The ATA and its member associations collectively represent the 50,000 businesses and 200,000 people in the Australian trucking industry. Together, the ATA and its members are committed to safety, professionalism and viability.
“Our members tell us that local government curfews are the single greatest impediment to restocking Australia’s supermarkets,” ATA CEO Ben Maguire said today.
“The new Queensland laws will enable supermarket loading docks to operate 24 hours a day where necessary.
“These longer hours will enable the trucking industry to deliver more loads to our supermarkets. We can’t do it within the existing delivery hours, because supermarkets can only take one or two trucks at a time and have limited space to store deliveries.
“Every state should take up the Queensland model – and do it fast.”

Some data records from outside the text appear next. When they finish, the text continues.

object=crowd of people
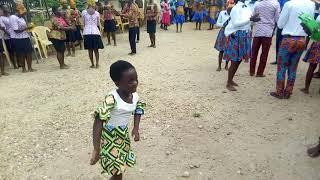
[0,0,320,179]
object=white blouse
[107,90,139,127]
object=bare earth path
[0,24,320,180]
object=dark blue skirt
[147,20,157,34]
[103,19,117,32]
[12,38,33,55]
[83,34,104,49]
[173,14,186,24]
[0,39,4,52]
[4,39,13,54]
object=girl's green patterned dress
[95,90,145,175]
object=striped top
[253,0,280,37]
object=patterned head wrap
[16,1,27,15]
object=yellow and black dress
[95,90,145,175]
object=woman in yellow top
[49,7,75,69]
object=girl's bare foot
[270,92,283,99]
[227,84,237,91]
[307,144,320,158]
[256,74,266,77]
[300,88,309,94]
[90,150,100,165]
[230,81,239,86]
[29,68,37,72]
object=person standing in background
[250,0,280,77]
[146,0,159,48]
[0,5,18,69]
[9,2,36,73]
[121,0,139,55]
[0,8,9,77]
[270,0,289,65]
[174,0,185,33]
[169,0,177,24]
[103,0,118,46]
[161,0,171,30]
[224,0,260,91]
[270,0,315,99]
[184,0,193,22]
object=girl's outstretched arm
[132,114,141,141]
[90,117,103,165]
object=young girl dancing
[82,0,104,68]
[90,61,145,180]
[192,0,206,30]
[214,5,233,71]
[174,0,185,33]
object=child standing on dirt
[214,5,233,71]
[90,60,145,180]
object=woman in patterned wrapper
[90,60,145,180]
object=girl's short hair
[110,60,135,82]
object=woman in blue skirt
[173,0,185,33]
[214,6,233,71]
[82,1,104,68]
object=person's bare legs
[17,54,27,73]
[66,42,71,56]
[227,61,241,91]
[148,33,153,47]
[152,33,156,48]
[93,49,99,68]
[111,32,117,46]
[107,32,111,45]
[217,51,224,71]
[26,53,36,72]
[88,49,94,68]
[110,174,122,180]
[301,63,317,94]
[70,42,76,57]
[0,54,9,76]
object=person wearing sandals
[9,2,36,73]
[270,0,315,99]
[49,7,74,69]
[82,0,104,68]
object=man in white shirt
[270,0,315,99]
[224,0,260,91]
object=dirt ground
[0,24,320,180]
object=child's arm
[131,101,146,141]
[132,114,141,141]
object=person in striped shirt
[250,0,280,77]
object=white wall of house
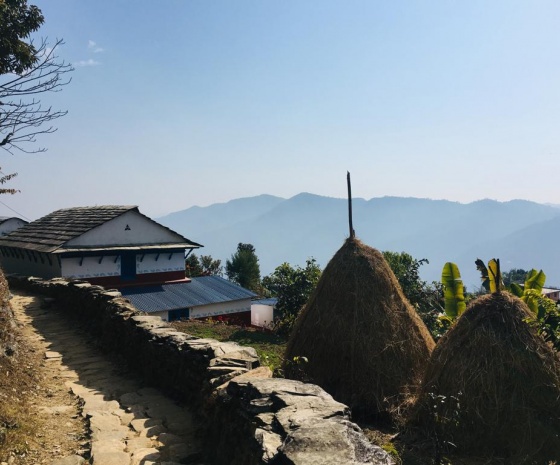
[61,255,121,279]
[190,299,251,318]
[66,211,184,247]
[0,218,27,236]
[251,304,274,327]
[136,251,185,274]
[149,310,169,321]
[0,252,60,278]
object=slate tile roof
[121,276,257,313]
[0,205,199,253]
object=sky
[0,0,560,220]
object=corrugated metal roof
[0,205,200,253]
[121,276,256,313]
[251,297,278,306]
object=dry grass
[411,292,560,463]
[0,272,38,461]
[170,320,286,373]
[286,239,434,420]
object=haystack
[285,238,434,416]
[410,292,560,463]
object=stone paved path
[13,294,203,465]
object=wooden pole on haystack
[346,171,356,239]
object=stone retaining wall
[8,276,393,465]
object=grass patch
[171,320,287,373]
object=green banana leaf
[441,262,467,319]
[508,283,524,298]
[525,269,546,292]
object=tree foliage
[383,251,448,340]
[226,242,261,292]
[0,0,73,153]
[185,254,224,278]
[262,258,321,334]
[502,268,529,287]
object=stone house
[0,205,202,288]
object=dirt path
[9,292,207,465]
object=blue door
[121,252,136,281]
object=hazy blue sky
[0,0,560,219]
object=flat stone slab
[51,455,87,465]
[91,452,130,465]
[130,448,160,465]
[45,350,62,360]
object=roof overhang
[52,244,200,254]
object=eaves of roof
[121,276,256,313]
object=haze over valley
[158,193,560,290]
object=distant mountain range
[158,193,560,289]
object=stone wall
[8,276,393,465]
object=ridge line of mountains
[157,193,560,290]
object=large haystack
[411,292,560,463]
[285,239,434,415]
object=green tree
[185,254,224,278]
[383,251,447,340]
[0,0,72,153]
[226,242,261,292]
[262,258,321,334]
[502,268,529,287]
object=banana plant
[441,262,467,320]
[474,258,505,294]
[508,269,546,313]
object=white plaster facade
[189,299,251,318]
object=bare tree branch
[0,39,74,154]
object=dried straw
[410,292,560,463]
[285,238,434,419]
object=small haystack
[285,238,434,415]
[410,292,560,463]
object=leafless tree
[0,39,73,154]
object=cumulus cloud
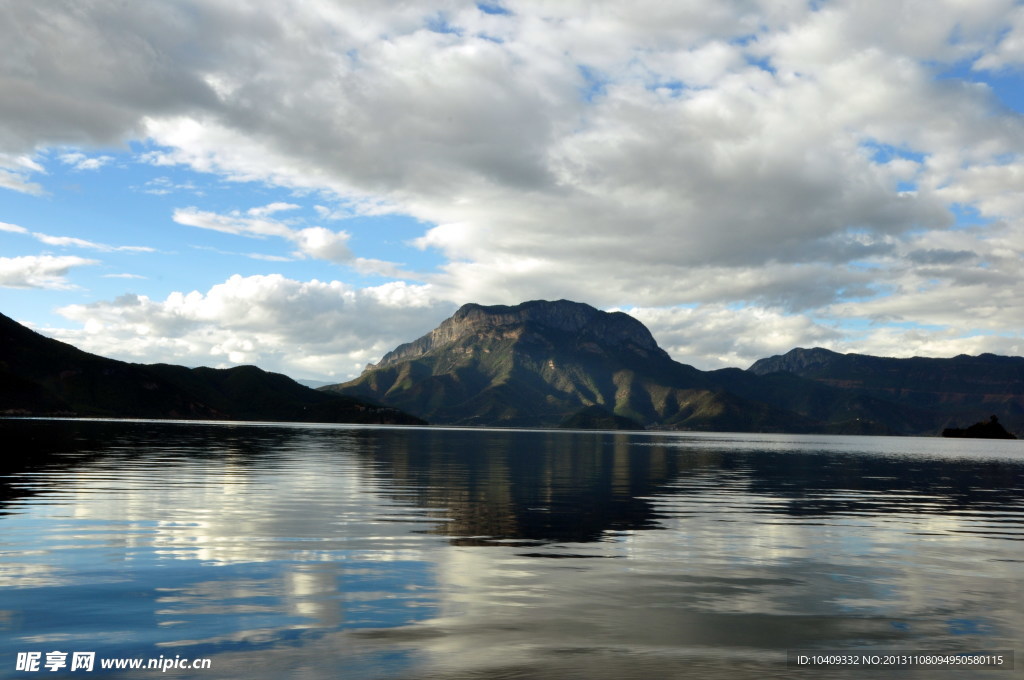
[625,304,843,370]
[0,0,1024,364]
[47,274,455,382]
[0,255,99,289]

Mr Maguire said Australia’s truck drivers were working flat out to deliver Australia’s food and grocery items.
“The trucking industry delivers 76 per cent of Australia’s non-bulk freight. Everything on the supermarket shelves is delivered by a truck driver,” he said.
Mr Maguire urged governments to put in place other measures to improve the industry’s capacity to deliver freight to supermarkets, including:
- temporary access for grocery delivery trucks to T2/bus lanes
- altering parking restrictions so trucks waiting to unload can do so safely and legally
- changing regulatory requirements to allow trucks to be loaded to their maximum capacity, 34 pallets, rather than 32 or 33 pallets to meet mass restrictions
- expediting road access permits to support the use of high productivity freight vehicles that can carry more freight in a single trip.
Mr Maguire said the ATA was working with its member associations to brief governments on the issues facing the industry and possible solutions.
“Only this morning, representatives of Road Freight NSW and the ATA met with the Commonwealth Treasury to discuss these regulatory problems and the need for more help for trucking businesses,” he said.